Multi-modal, multi-species, and multi-task latent-space model for decoding level of consciousness
Keywords: foundation model, multi-modal, multi-species, consciousness, representation learning
TL;DR: Multi-modal latent space model trained on data across species can be used to understand depth of anesthesia outputs such as measured by behavior score and auditory stimuli paradigm response.
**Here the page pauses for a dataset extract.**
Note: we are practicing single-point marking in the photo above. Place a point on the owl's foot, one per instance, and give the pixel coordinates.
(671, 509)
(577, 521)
Abstract: Assessing the degree and characteristics of consciousness is central to caring for patients with Disorders of Consciousness (DoC), yet current standard of care is a bedside questionnaire. Using a laminar neural probe we introduce a self-supervised, multi-modal representation learning approach that constructs an interpretable 2-D latent space of brain state from continuous neural recordings. We jointly encode local field potentials (LFPs), single-unit firing rates, and a movement proxy into a time-aware autoregressive VAE (TN-VAE). In rats, pigs and humans undergoing controlled depth anesthesia experiments, the learned latent trajectories nonlinearly, but smoothly, separate four expert-defined states (awake, light, moderate, deep) at $2s$ resolution, exceeding the temporal granularity of behavioral scoring ($15m$). The latent space supports linear readout of both coarse state and individual behavioral components, and its axes align with known physiology: delta/alpha power differentiates unconscious sub-states, while gamma and unit firing distinguish wakefulness. To enable cross-species use and incomplete modality sets, we add lightweight, species-specific stitching layers. This model pretrained on tri-modal rat data and fine-tuned with unimodal (LFP) pig data and unimodal human intraoperative data, successfully separates awake versus anesthetized states in new unseen human subjects, demonstrating zero-shot multi-subject transfer without per-patient calibration. The model further generalizes in a multi-task manner to predict the results of additional stimuli. These results highlight a path toward a foundation model for DoC that generalizes across sessions, subjects, species, and stimuli to enable scalable, continuous brain-state monitoring and clinical decision support.